Ga naar inhoud. | Ga naar navigatie

Persoonlijke hulpmiddelen

Navigatie

Minder openbaar apothekers

PW Magazine 08, jaar 2013 - 18-02-2013 | door SFK
Het aantal werkzame gevestigd en tweede openbaar apothekers is in 2012 met 58 personen afgenomen. Ook het aantal apothekersassistenten vertoont nagenoeg geen groei. Bij een almaar stijgende zorgvraag voert deze ontwikkeling de druk binnen de apotheekbranche op.

sfk logo

Op 1 januari 2013 telde Nederland 2.801 werkzame openbaar apothekers. Dit zijn 58 personen minder dan een jaar eerder.

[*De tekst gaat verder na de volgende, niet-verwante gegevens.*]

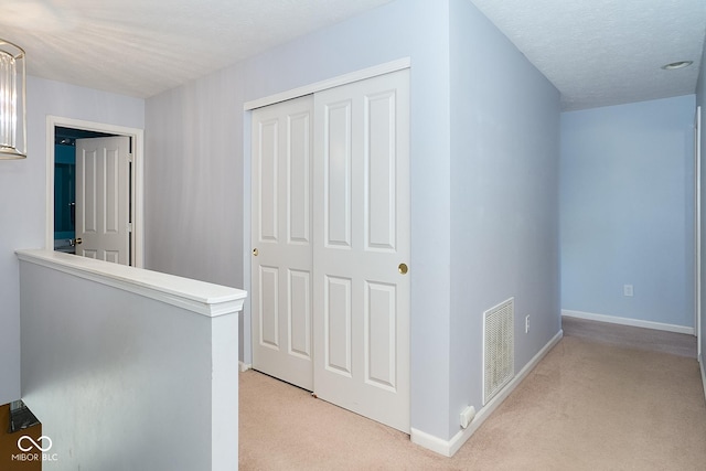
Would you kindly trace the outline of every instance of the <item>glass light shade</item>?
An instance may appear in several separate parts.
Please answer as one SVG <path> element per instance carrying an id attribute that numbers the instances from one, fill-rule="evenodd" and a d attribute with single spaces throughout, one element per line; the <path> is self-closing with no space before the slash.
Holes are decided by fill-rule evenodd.
<path id="1" fill-rule="evenodd" d="M 0 159 L 26 157 L 24 51 L 0 40 Z"/>

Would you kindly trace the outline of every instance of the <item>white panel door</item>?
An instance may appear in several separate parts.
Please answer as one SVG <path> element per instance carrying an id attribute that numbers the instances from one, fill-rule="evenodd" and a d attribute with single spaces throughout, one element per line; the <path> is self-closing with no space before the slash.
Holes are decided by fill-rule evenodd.
<path id="1" fill-rule="evenodd" d="M 130 264 L 130 138 L 76 140 L 76 254 Z"/>
<path id="2" fill-rule="evenodd" d="M 409 75 L 314 96 L 314 393 L 409 432 Z"/>
<path id="3" fill-rule="evenodd" d="M 253 367 L 313 387 L 311 96 L 253 111 Z"/>

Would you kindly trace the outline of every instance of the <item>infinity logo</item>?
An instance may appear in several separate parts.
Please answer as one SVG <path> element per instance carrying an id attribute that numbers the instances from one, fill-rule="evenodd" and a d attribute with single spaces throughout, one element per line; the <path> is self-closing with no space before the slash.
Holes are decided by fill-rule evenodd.
<path id="1" fill-rule="evenodd" d="M 26 440 L 26 441 L 29 441 L 31 445 L 30 445 L 28 448 L 22 448 L 22 445 L 21 445 L 21 443 L 22 443 L 22 440 Z M 42 442 L 42 440 L 46 440 L 46 441 L 49 441 L 49 447 L 46 447 L 46 448 L 42 448 L 42 446 L 40 445 L 40 443 Z M 38 449 L 38 450 L 40 450 L 40 451 L 49 451 L 49 450 L 51 450 L 51 449 L 52 449 L 52 445 L 53 445 L 53 443 L 52 443 L 52 439 L 51 439 L 51 438 L 49 438 L 49 437 L 46 437 L 46 436 L 44 436 L 44 435 L 43 435 L 43 436 L 41 436 L 41 437 L 38 439 L 38 441 L 39 441 L 40 443 L 38 443 L 36 441 L 34 441 L 34 439 L 33 439 L 32 437 L 29 437 L 29 436 L 26 436 L 26 435 L 23 435 L 22 437 L 20 437 L 20 438 L 18 439 L 18 448 L 19 448 L 20 450 L 22 450 L 22 451 L 30 451 L 30 450 L 32 449 L 32 446 L 34 446 L 34 448 L 36 448 L 36 449 Z"/>

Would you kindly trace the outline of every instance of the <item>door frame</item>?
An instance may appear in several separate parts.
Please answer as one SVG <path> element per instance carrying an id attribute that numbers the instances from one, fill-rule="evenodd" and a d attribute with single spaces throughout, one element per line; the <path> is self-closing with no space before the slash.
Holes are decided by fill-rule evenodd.
<path id="1" fill-rule="evenodd" d="M 244 158 L 244 169 L 243 169 L 243 280 L 244 280 L 244 289 L 248 292 L 252 291 L 250 276 L 252 276 L 252 253 L 253 242 L 252 242 L 252 223 L 253 223 L 253 214 L 252 214 L 252 201 L 250 193 L 253 191 L 252 179 L 253 179 L 253 165 L 252 165 L 252 152 L 253 152 L 253 142 L 250 139 L 252 133 L 252 125 L 253 125 L 253 114 L 252 111 L 255 108 L 260 108 L 268 105 L 274 105 L 279 101 L 285 101 L 292 98 L 299 98 L 304 95 L 311 95 L 317 92 L 321 92 L 328 88 L 338 87 L 340 85 L 346 85 L 357 81 L 364 81 L 366 78 L 376 77 L 378 75 L 385 75 L 393 72 L 402 71 L 405 68 L 411 68 L 411 60 L 409 57 L 402 57 L 395 61 L 386 62 L 383 64 L 374 65 L 372 67 L 362 68 L 359 71 L 354 71 L 347 74 L 338 75 L 321 82 L 312 83 L 309 85 L 303 85 L 298 88 L 292 88 L 289 90 L 280 92 L 272 95 L 267 95 L 257 99 L 253 99 L 246 101 L 243 105 L 243 156 Z M 52 169 L 53 171 L 53 169 Z M 245 304 L 243 306 L 243 321 L 240 324 L 242 332 L 242 361 L 240 361 L 240 371 L 246 371 L 253 367 L 253 343 L 252 343 L 252 309 L 250 309 L 250 297 L 245 300 Z M 410 360 L 411 361 L 411 360 Z M 411 364 L 411 363 L 410 363 Z M 411 397 L 411 392 L 410 392 Z"/>
<path id="2" fill-rule="evenodd" d="M 127 136 L 132 139 L 132 165 L 130 189 L 132 232 L 130 233 L 130 265 L 142 268 L 145 265 L 145 130 L 115 126 L 104 122 L 85 121 L 61 116 L 46 116 L 46 210 L 44 249 L 54 249 L 54 142 L 56 127 L 82 129 L 94 132 L 105 132 L 116 136 Z"/>

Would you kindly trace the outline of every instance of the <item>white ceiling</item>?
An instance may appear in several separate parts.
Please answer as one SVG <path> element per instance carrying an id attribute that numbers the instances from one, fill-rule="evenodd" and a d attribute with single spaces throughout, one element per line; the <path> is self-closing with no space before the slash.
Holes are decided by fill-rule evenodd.
<path id="1" fill-rule="evenodd" d="M 30 75 L 149 97 L 388 1 L 0 0 L 0 38 L 26 51 Z M 706 0 L 472 1 L 564 109 L 695 90 Z"/>
<path id="2" fill-rule="evenodd" d="M 706 0 L 472 0 L 561 92 L 565 110 L 696 90 Z M 664 71 L 676 61 L 687 68 Z"/>

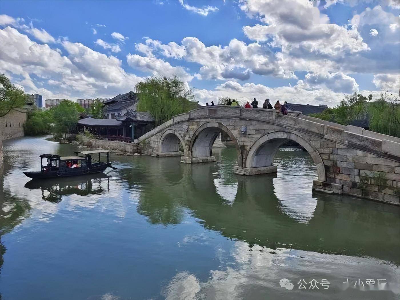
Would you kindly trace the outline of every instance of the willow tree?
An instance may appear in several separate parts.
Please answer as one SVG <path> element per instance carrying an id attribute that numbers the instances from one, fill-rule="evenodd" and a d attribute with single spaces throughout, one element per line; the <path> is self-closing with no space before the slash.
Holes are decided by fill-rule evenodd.
<path id="1" fill-rule="evenodd" d="M 196 108 L 192 90 L 178 77 L 152 77 L 136 85 L 137 109 L 149 112 L 158 126 L 173 116 Z"/>
<path id="2" fill-rule="evenodd" d="M 370 130 L 400 138 L 400 100 L 394 98 L 388 101 L 381 93 L 380 98 L 368 107 Z"/>
<path id="3" fill-rule="evenodd" d="M 78 103 L 70 100 L 63 100 L 58 105 L 52 108 L 54 129 L 57 133 L 65 135 L 70 133 L 76 127 L 80 112 L 84 108 Z"/>
<path id="4" fill-rule="evenodd" d="M 6 75 L 0 73 L 0 117 L 13 108 L 23 106 L 29 98 L 22 89 L 11 83 Z"/>
<path id="5" fill-rule="evenodd" d="M 104 118 L 104 113 L 103 112 L 104 106 L 103 102 L 98 99 L 96 99 L 90 105 L 89 113 L 92 115 L 92 118 L 103 119 Z"/>

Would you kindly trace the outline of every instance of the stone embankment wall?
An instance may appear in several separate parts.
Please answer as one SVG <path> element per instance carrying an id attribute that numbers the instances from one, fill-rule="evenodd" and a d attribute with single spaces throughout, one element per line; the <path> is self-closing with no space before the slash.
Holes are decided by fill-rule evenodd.
<path id="1" fill-rule="evenodd" d="M 80 138 L 82 139 L 84 145 L 91 148 L 101 148 L 132 154 L 140 153 L 138 144 L 132 143 L 97 140 L 85 136 L 82 136 Z"/>
<path id="2" fill-rule="evenodd" d="M 24 124 L 26 121 L 27 114 L 24 109 L 14 108 L 0 118 L 0 130 L 2 132 L 2 140 L 24 136 Z"/>
<path id="3" fill-rule="evenodd" d="M 2 138 L 1 128 L 0 128 L 0 176 L 3 173 L 3 140 Z"/>

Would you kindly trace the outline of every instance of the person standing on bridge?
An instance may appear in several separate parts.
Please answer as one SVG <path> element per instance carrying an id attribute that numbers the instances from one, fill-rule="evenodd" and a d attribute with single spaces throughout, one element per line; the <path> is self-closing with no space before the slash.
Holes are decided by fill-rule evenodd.
<path id="1" fill-rule="evenodd" d="M 253 108 L 258 108 L 258 102 L 256 100 L 255 98 L 253 100 L 253 102 L 251 102 L 251 105 L 253 106 Z"/>
<path id="2" fill-rule="evenodd" d="M 274 106 L 274 108 L 278 111 L 277 112 L 278 112 L 278 114 L 280 112 L 280 110 L 282 108 L 282 106 L 281 105 L 280 103 L 279 103 L 279 100 L 276 101 L 276 103 Z"/>
<path id="3" fill-rule="evenodd" d="M 269 99 L 265 99 L 264 104 L 262 104 L 262 108 L 266 109 L 272 109 L 273 108 L 271 103 L 270 103 L 270 100 Z"/>

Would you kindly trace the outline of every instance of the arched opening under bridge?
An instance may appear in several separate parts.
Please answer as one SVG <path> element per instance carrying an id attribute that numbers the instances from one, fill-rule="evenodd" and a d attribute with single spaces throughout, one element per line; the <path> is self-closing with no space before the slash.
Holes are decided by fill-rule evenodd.
<path id="1" fill-rule="evenodd" d="M 229 128 L 218 122 L 208 122 L 196 129 L 189 144 L 189 156 L 182 157 L 181 161 L 189 163 L 215 161 L 215 158 L 212 156 L 212 145 L 221 132 L 224 132 L 232 140 L 237 150 L 238 165 L 241 166 L 242 155 L 237 139 Z"/>

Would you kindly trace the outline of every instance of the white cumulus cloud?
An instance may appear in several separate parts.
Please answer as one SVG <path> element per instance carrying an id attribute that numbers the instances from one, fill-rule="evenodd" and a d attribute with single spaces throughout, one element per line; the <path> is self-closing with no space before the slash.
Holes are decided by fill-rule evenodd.
<path id="1" fill-rule="evenodd" d="M 160 58 L 145 57 L 130 53 L 126 56 L 126 58 L 128 64 L 132 68 L 156 76 L 171 77 L 176 76 L 186 82 L 193 79 L 193 76 L 188 74 L 182 67 L 172 66 L 168 62 Z"/>
<path id="2" fill-rule="evenodd" d="M 111 49 L 112 52 L 114 52 L 116 53 L 121 51 L 121 48 L 120 48 L 119 45 L 116 44 L 110 44 L 107 43 L 106 42 L 104 42 L 104 40 L 100 38 L 95 42 L 94 44 L 96 45 L 98 45 L 99 46 L 101 46 L 104 49 Z"/>
<path id="3" fill-rule="evenodd" d="M 209 5 L 204 6 L 202 8 L 196 7 L 196 6 L 189 5 L 188 4 L 185 3 L 184 0 L 179 0 L 179 2 L 185 9 L 190 10 L 191 12 L 195 12 L 202 16 L 207 16 L 210 12 L 216 12 L 218 10 L 218 8 L 215 6 L 211 6 Z"/>
<path id="4" fill-rule="evenodd" d="M 128 37 L 124 36 L 119 32 L 113 32 L 111 34 L 113 38 L 118 40 L 119 42 L 124 42 L 125 40 L 129 38 Z"/>

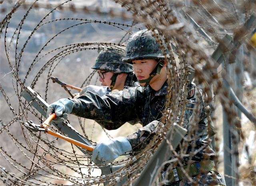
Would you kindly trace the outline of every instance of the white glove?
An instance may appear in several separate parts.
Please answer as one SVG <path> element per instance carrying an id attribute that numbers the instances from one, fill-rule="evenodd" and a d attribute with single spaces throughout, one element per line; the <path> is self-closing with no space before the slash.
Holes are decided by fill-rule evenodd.
<path id="1" fill-rule="evenodd" d="M 57 117 L 53 119 L 55 122 L 63 122 L 68 119 L 68 114 L 72 112 L 74 102 L 70 99 L 63 98 L 52 103 L 47 109 L 46 116 L 49 117 L 55 113 Z"/>
<path id="2" fill-rule="evenodd" d="M 124 137 L 102 142 L 92 151 L 92 160 L 95 164 L 108 163 L 125 152 L 132 150 L 132 146 Z"/>

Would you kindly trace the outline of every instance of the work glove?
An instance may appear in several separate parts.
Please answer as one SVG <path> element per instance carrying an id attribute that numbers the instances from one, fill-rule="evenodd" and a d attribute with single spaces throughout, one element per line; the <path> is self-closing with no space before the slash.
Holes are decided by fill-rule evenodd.
<path id="1" fill-rule="evenodd" d="M 52 103 L 47 109 L 46 116 L 49 117 L 55 113 L 57 117 L 53 119 L 56 123 L 62 123 L 68 119 L 68 114 L 71 113 L 74 102 L 70 99 L 63 98 Z"/>
<path id="2" fill-rule="evenodd" d="M 92 151 L 92 160 L 96 164 L 108 163 L 125 152 L 132 150 L 132 146 L 124 137 L 98 143 Z"/>

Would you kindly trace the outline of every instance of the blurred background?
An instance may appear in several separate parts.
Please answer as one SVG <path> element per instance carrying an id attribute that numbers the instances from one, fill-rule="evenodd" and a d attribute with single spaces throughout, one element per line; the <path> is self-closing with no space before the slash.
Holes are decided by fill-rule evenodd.
<path id="1" fill-rule="evenodd" d="M 77 147 L 43 133 L 37 136 L 24 128 L 24 122 L 33 120 L 40 123 L 45 118 L 26 102 L 21 93 L 30 87 L 48 104 L 70 97 L 50 76 L 79 87 L 100 85 L 90 68 L 99 49 L 109 46 L 125 47 L 129 36 L 140 29 L 156 28 L 171 35 L 176 33 L 172 29 L 180 29 L 178 32 L 180 40 L 175 42 L 183 43 L 174 44 L 180 47 L 178 50 L 183 47 L 188 52 L 188 49 L 196 49 L 198 53 L 192 52 L 190 58 L 189 55 L 184 57 L 184 61 L 198 68 L 205 63 L 199 60 L 197 63 L 194 57 L 210 57 L 226 34 L 238 38 L 242 44 L 236 53 L 240 53 L 237 54 L 240 65 L 234 66 L 230 73 L 231 77 L 238 75 L 240 77 L 230 83 L 255 118 L 255 22 L 252 21 L 253 26 L 247 30 L 240 29 L 244 28 L 245 23 L 255 14 L 255 1 L 42 0 L 5 0 L 0 3 L 1 185 L 103 185 L 108 179 L 115 180 L 113 175 L 102 176 L 100 169 L 92 165 Z M 176 22 L 182 23 L 182 26 Z M 179 59 L 178 63 L 182 66 L 183 61 Z M 223 69 L 234 64 L 224 63 L 218 69 L 221 77 Z M 218 92 L 217 87 L 213 89 L 213 120 L 217 132 L 213 140 L 218 155 L 218 170 L 225 174 L 226 149 L 238 156 L 233 162 L 236 172 L 232 176 L 236 178 L 232 178 L 238 181 L 227 185 L 256 185 L 256 124 L 241 112 L 233 115 L 236 123 L 239 123 L 234 129 L 238 127 L 239 132 L 234 133 L 236 135 L 232 133 L 230 138 L 236 139 L 232 142 L 237 149 L 232 151 L 229 148 L 223 139 L 230 134 L 223 132 L 224 93 Z M 78 92 L 70 90 L 72 93 Z M 228 102 L 231 100 L 225 99 Z M 108 131 L 93 121 L 70 115 L 74 128 L 96 143 L 126 136 L 141 126 L 139 123 L 126 123 L 118 129 Z M 121 158 L 116 164 L 128 161 L 128 158 Z M 129 171 L 127 169 L 124 172 Z M 129 181 L 132 182 L 128 180 L 127 185 Z"/>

Deze afname is in lijn met de daling van het aantal apotheekvestigingen die de SFK dit jaar voor het eerst heeft geconstateerd, en tegengesteld aan de groeiende vraag naar farmaceutische zorg. Deze ontwikkelingen onderstrepen duidelijk dat de sector onder spanning staat. Het bovenvermeld aantal van 58 apothekers betreft zestien gevestigd apothekers en 42 tweede apothekers.

Verantwoordelijk

De leiding en de verantwoordelijkheid voor de farmaceutische dienstverlening vanuit de openbare apotheek ligt bij de gevestigd apotheker. Artikel 61 van de Geneesmiddelenwet regelt dat er per apotheek altijd één apotheker moet zijn ingeschreven in het register van gevestigd apothekers. Het aantal gevestigd openbaar apothekers stijgt of daalt daardoor altijd mee met aan het aantal openbare apotheken. Aan het begin van dit jaar waren er 1981 gevestigd apothekers, zestien minder dan begin 2012. Net iets meer dan de helft van de gevestigd apothekers (54%) is man. Hun gemiddelde leeftijd is 47 jaar. De vrouwelijke gevestigd apothekers zijn met 41 jaar gemiddeld een stuk jonger.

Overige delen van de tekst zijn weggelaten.